Democrats take control of General Assembly
As anticipated by political analysts, Virginia Democrats regained control of the General Assembly for the first time in 26 years after Tuesday’s pivotal election, which saw a record number of women running for the legislature.
The move paves the way for House Minority Leader Del. Eileen Filler-Corn of Fairfax County to become the first female speaker of the House. (Though Democratic Del. Lashrecse Aird of Petersburg said Tuesday she will challenge Filler-Corn for the post.) She would replace the current Republican speaker, Del. Kirk Cox of Colonial Heights, who was re-elected Tuesday.

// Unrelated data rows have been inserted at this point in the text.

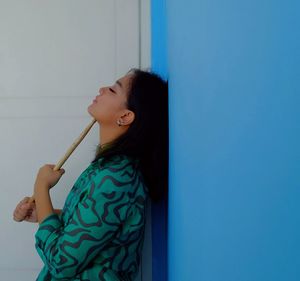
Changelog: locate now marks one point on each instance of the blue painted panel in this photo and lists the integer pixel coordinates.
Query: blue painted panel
(234, 209)
(159, 211)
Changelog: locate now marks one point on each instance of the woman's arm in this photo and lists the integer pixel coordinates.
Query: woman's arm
(57, 211)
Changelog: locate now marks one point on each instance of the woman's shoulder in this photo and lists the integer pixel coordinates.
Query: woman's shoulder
(120, 171)
(117, 162)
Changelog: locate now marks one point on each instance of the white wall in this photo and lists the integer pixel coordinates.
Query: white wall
(54, 56)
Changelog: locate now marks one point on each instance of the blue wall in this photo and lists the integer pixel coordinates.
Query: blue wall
(234, 202)
(159, 211)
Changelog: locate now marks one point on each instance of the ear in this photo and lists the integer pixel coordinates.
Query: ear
(127, 117)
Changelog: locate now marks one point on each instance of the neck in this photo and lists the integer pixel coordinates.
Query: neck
(109, 134)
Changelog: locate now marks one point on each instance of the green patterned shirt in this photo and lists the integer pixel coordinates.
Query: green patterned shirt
(100, 233)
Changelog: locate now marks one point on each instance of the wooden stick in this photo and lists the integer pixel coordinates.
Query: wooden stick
(70, 150)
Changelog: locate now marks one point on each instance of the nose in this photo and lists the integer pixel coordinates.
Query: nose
(100, 91)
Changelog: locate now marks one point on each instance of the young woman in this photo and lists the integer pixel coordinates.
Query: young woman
(99, 233)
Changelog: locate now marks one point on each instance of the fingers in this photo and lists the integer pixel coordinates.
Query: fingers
(22, 209)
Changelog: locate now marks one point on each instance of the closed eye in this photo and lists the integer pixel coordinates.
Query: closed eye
(112, 90)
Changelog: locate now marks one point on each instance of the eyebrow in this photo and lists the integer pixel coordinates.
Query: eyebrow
(119, 83)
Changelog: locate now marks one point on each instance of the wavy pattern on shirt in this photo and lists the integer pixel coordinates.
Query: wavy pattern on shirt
(100, 234)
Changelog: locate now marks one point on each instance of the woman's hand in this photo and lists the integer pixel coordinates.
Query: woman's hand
(25, 211)
(47, 178)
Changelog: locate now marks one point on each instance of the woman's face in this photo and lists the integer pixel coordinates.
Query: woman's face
(110, 105)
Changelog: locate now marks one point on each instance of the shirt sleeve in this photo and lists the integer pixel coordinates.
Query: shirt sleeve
(66, 250)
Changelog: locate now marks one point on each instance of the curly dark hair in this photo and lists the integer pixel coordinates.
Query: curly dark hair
(147, 138)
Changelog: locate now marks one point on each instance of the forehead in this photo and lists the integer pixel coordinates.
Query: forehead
(125, 80)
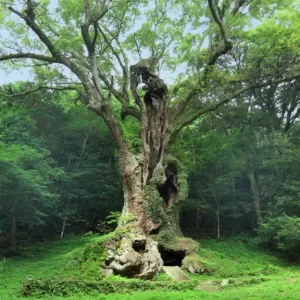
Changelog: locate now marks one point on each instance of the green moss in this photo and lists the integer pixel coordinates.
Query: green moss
(69, 287)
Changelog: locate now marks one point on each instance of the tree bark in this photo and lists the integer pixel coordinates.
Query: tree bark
(155, 185)
(13, 225)
(255, 196)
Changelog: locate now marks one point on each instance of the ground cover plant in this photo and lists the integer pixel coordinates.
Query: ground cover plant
(251, 272)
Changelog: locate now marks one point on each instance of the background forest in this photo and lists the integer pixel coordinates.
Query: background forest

And it opens the door for a Democratic agenda expected to include gun legislation (such as universal background checks and monthly limits on handgun purchases), criminal justice reforms and increasing the minimum wage.

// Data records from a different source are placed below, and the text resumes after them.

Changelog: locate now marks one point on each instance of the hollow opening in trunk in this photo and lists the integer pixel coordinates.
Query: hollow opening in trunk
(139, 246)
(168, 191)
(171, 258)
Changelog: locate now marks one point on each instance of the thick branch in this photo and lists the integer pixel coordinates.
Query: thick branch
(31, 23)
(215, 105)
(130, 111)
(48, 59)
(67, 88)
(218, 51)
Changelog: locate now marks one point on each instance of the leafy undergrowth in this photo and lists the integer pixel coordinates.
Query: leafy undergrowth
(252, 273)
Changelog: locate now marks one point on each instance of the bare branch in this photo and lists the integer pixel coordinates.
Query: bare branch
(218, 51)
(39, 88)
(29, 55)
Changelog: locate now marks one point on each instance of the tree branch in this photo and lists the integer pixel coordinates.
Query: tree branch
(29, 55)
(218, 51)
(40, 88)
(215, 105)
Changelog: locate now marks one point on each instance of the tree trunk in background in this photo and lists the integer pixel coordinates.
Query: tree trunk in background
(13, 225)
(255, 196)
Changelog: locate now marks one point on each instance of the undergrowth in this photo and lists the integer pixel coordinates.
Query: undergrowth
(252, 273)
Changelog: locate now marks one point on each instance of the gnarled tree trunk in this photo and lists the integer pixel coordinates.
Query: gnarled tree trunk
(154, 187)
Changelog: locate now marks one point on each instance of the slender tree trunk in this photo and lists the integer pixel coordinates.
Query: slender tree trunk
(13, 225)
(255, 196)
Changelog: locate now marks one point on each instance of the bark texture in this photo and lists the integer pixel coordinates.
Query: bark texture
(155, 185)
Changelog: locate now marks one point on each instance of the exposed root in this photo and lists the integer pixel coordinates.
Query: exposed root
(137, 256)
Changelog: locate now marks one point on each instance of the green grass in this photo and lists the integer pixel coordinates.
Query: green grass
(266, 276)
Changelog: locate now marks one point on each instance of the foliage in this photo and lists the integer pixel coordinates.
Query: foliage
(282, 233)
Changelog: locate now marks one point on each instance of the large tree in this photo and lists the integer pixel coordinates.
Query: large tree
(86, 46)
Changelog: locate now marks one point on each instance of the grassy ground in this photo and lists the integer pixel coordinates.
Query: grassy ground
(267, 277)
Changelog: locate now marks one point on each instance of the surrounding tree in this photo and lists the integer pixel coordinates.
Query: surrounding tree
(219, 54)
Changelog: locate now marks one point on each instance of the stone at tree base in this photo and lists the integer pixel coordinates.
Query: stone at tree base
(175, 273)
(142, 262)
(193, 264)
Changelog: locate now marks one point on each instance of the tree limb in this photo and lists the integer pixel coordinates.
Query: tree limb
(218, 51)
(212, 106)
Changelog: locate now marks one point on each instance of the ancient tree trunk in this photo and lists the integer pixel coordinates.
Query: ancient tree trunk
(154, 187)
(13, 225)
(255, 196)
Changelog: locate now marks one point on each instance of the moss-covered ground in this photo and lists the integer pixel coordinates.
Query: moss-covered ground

Democrats also will be in a power position to determine the boundaries of state legislative and congressional districts for the next decade.

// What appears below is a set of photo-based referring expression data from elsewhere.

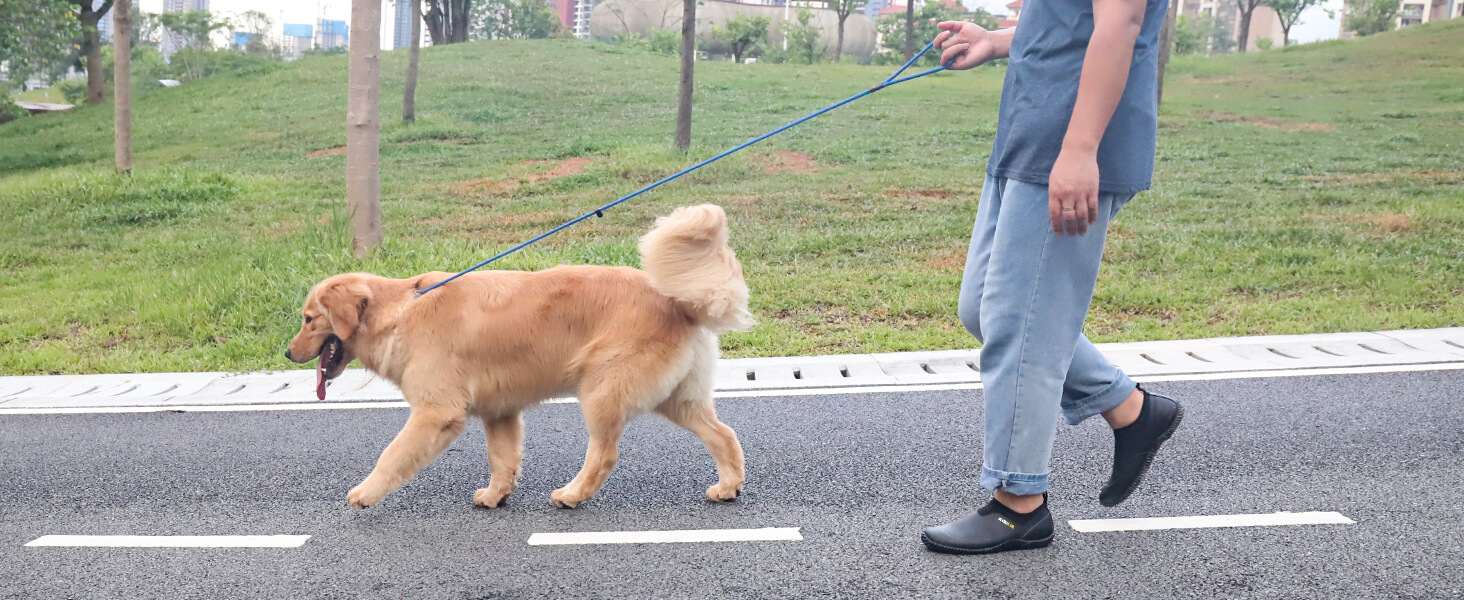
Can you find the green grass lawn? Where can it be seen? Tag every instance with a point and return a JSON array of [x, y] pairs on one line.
[[1303, 190]]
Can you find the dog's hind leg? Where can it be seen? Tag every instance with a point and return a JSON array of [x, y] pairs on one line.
[[422, 439], [505, 452], [606, 409], [700, 417]]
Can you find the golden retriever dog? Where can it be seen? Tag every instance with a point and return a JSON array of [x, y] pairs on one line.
[[494, 343]]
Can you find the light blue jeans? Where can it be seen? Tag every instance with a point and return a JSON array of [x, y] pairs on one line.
[[1025, 294]]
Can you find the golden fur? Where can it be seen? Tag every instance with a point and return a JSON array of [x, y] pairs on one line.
[[494, 343]]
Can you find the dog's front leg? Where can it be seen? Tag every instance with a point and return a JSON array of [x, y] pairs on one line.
[[420, 441], [505, 452]]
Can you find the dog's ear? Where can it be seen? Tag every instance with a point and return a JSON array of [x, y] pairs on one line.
[[344, 302]]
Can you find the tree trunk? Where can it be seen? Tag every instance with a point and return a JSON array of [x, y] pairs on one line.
[[1245, 28], [838, 47], [122, 76], [1166, 47], [909, 28], [688, 62], [362, 128], [409, 95]]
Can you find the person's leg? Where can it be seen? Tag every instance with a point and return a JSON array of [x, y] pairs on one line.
[[1142, 422], [1092, 384], [1028, 290], [972, 283], [1038, 287]]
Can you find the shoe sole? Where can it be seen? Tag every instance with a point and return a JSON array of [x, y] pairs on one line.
[[1148, 457], [1005, 546]]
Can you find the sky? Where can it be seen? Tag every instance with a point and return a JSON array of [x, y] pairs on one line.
[[1315, 22]]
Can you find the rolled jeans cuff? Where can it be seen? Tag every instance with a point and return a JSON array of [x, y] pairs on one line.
[[1015, 483]]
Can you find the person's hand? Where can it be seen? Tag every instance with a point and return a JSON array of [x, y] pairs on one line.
[[1072, 190], [964, 46]]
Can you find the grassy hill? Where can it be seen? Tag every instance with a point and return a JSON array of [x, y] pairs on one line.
[[1311, 189]]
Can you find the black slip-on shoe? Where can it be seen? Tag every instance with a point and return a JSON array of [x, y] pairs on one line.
[[991, 529], [1135, 445]]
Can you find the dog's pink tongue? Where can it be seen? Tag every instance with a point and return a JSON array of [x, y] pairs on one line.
[[319, 382]]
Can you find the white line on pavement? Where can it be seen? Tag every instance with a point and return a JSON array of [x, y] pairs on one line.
[[1208, 521], [662, 537], [169, 540], [748, 392]]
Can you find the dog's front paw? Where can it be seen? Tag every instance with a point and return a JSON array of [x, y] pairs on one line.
[[564, 498], [363, 496], [723, 492], [489, 498]]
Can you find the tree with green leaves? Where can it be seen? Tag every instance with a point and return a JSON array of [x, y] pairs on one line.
[[88, 16], [803, 38], [742, 35], [1289, 12], [893, 32], [448, 21], [37, 37], [842, 9], [1371, 16], [514, 19]]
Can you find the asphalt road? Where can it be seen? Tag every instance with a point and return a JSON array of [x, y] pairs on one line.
[[860, 474]]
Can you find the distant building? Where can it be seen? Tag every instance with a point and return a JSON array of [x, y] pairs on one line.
[[297, 38], [177, 6], [581, 18], [401, 25], [331, 34], [1264, 22], [1419, 12], [242, 40]]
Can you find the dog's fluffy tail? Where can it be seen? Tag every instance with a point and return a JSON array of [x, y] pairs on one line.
[[688, 259]]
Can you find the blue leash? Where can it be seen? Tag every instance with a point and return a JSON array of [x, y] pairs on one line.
[[893, 79]]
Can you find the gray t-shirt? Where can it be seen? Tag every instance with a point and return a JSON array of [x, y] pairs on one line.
[[1041, 88]]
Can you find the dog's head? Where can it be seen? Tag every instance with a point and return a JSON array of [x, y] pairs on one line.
[[333, 312]]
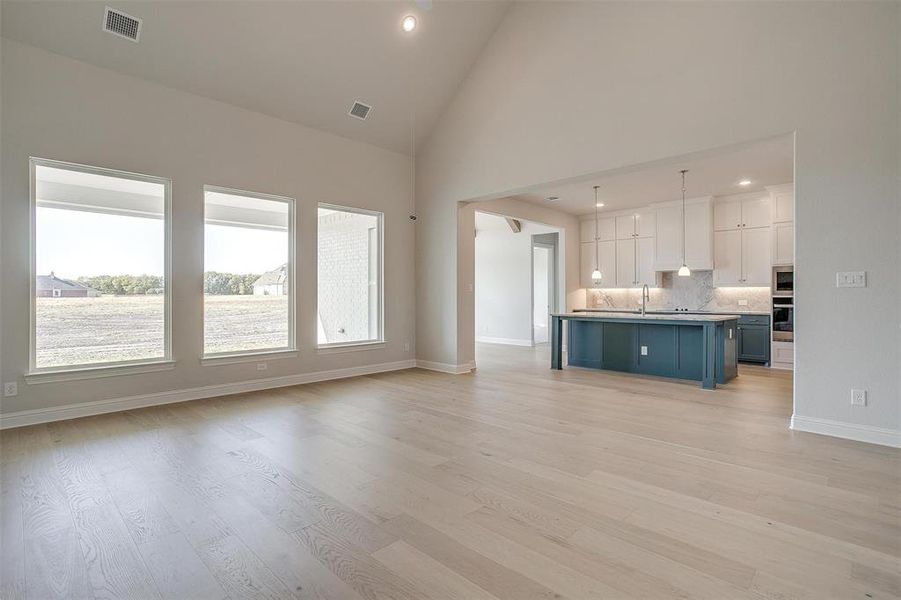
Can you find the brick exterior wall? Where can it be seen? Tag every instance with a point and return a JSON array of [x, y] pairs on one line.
[[347, 301]]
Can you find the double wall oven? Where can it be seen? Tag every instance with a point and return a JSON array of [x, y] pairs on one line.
[[783, 304]]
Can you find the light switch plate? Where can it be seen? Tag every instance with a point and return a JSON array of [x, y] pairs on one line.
[[851, 279]]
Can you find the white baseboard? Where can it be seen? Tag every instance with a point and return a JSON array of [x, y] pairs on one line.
[[850, 431], [97, 407], [445, 367], [506, 341]]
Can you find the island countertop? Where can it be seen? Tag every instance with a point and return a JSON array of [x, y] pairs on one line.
[[703, 318]]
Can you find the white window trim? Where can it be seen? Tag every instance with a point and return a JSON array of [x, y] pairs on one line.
[[336, 347], [250, 355], [106, 369], [233, 358]]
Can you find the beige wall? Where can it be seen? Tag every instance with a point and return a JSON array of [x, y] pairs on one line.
[[569, 89], [58, 108]]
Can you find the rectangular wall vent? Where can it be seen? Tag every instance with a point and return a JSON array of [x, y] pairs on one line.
[[359, 110], [121, 24]]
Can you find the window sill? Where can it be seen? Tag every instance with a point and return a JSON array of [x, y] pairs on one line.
[[350, 347], [56, 375], [245, 357]]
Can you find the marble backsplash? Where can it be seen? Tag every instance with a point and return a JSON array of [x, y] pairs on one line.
[[696, 292]]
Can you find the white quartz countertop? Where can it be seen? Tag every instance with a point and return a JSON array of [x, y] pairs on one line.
[[675, 312], [705, 317]]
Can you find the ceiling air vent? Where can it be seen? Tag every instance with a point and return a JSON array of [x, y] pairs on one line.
[[121, 24], [359, 110]]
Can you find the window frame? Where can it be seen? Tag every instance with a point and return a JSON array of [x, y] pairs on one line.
[[99, 369], [379, 340], [235, 356]]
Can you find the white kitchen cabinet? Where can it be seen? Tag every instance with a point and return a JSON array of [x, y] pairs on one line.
[[641, 224], [784, 243], [755, 257], [606, 229], [755, 212], [727, 215], [783, 198], [698, 236], [742, 257], [606, 264], [644, 262], [727, 257], [625, 263], [742, 212]]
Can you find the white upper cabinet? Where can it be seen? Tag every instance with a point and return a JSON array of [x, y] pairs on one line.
[[784, 244], [727, 215], [646, 224], [606, 229], [606, 261], [639, 224], [755, 212], [742, 257], [727, 257], [783, 198], [626, 263], [698, 236], [625, 227], [742, 212], [755, 257]]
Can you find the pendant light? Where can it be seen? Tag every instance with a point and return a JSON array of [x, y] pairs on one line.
[[684, 271], [596, 274]]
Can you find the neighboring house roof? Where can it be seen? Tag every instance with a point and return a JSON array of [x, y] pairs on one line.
[[52, 282], [279, 275]]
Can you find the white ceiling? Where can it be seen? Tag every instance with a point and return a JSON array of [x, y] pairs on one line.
[[712, 173], [304, 62]]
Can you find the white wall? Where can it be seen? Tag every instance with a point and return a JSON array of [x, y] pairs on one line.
[[570, 89], [503, 280], [58, 108]]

“Tonight,Virginia Democrats have once again made history. Starting this January, for the first time in decades, Democrats will control the House, Senate, and the Governor’s Office,” Democratic Party of Virginia Chairwoman Susan Swecker said in a statement issued Tuesday. “This landmark victory is a tribute to our candidates, their commitment to the issues that matter, and the work of a strong Democratic Party of Virginia and our partners. And most importantly, we owe this vicictory to the people of Virginia, who with their votes spoke loudly and clearly in placing control of the House and Senate into Democratic hands. Virginia voters made it clear that the time is now for common-sense gun violence prevention, a raise in the minimum wage, the ratification of the Equal Rights Amendment and all the progressive reforms we campaigned so hard on this year.”
Many Republican incumbents’ seats became vulnerable this election following a June federal court decision that redrew the boundaries of 25 legislative districts to correct what judges deemed racial gerrymandering.
For instance, Republican Del. Chris Jones, chair of the powerful House Appropriations Committee, was unseated Tuesday, losing to Democrat Chris Jenkins in Suffolk. After the redistricting decision, the racial makeup of Jones’ district went from being 26% black and 68% white to 45% black and 50% white, moving the district from solidly Republican to giving Democrats a 15-point advantage.
The election also saw Del. Tim Hugo, the last Republican standing in Northern Virginia, lose his seat to Democratic challenger Dan Helmer.
The Democratic sweep also extended to some local races. Democrats also took control of Prince William County’s Board of Supervisors, which had been helmed by controversial Republican Corey Stewart, who lost a 2018 U.S. Senate race to incumbent U.S. Sen. Tim Kaine.